Anakinra ameliorates insulin resistance and inflammation in a murine model of gestational diabetes through downregulation of Th17 responses Anakinra for the treatment of GDM in mice

Gestational diabetes mellitus (GDM) is associated with low-grade inflammation which can contribute to insulin resistance and dysregulated glucose metabolism. Anakinra is a recombinant form of IL-1 receptor antagonist (IL-1Ra) that has shown promise in the control of several inflammatory diseases. The present study aimed to evaluate the potential of Anakinra in the control of inflammation and glucose metabolism in a genetic model of GDM.
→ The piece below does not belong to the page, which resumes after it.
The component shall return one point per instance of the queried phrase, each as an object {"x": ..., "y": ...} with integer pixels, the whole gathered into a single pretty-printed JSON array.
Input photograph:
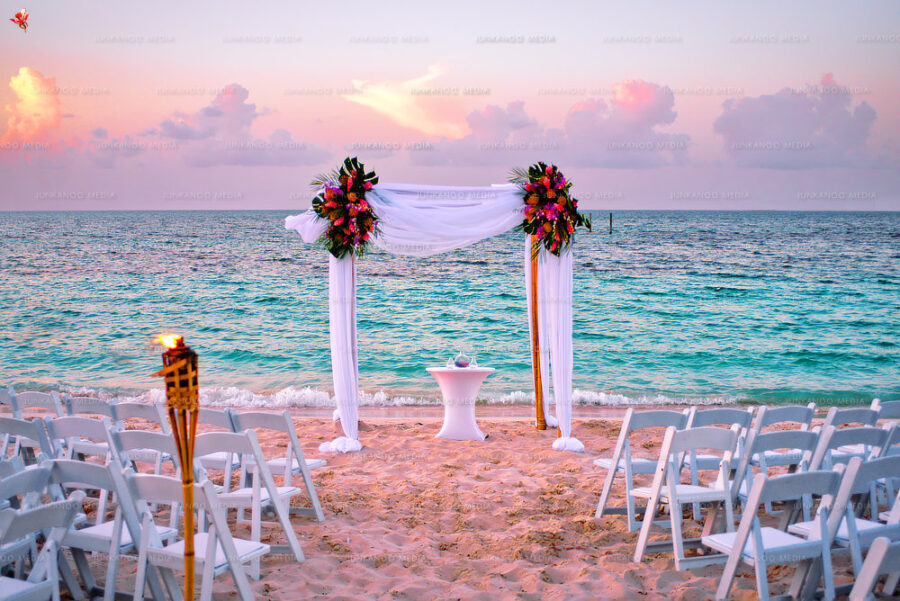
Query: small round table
[{"x": 459, "y": 386}]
Pregnant C57BL/KsJdb/+ (db/+) mice were used as the murine model of GDM and the glucose metabolism, insulin resistance as well as levels of inflammatory mediators were evaluated. The populations of Th17 and Treg cells were also analyzed in spleens of mice. Some GDM-associated parameters were studied in offspring along with an evaluation of oxidative stress in the liver and placenta.

Anakinra improved the glucose tolerance and insulin sensitivity of GDM mice and controlled the weight gain of the pregnant mice. The population of Th17 cells as key mediators of inflammatory processes declined in the Anakinra-received mice and the serum levels of pro-inflammatory cytokines as well as the activation of the NF-κB pathway declined accordingly. Besides, the infiltration of T-cells into the placenta was diminished in Anakinra-treated mice.

Anakinra demonstrated a potential for control of GDM by targeting low-grade inflammation and improving glucose metabolism. Regarding the fair properties of small molecules that render them suitable therapeutic tools, Anakinra might be a candidate therapeutic for the control of GDM more efficiently.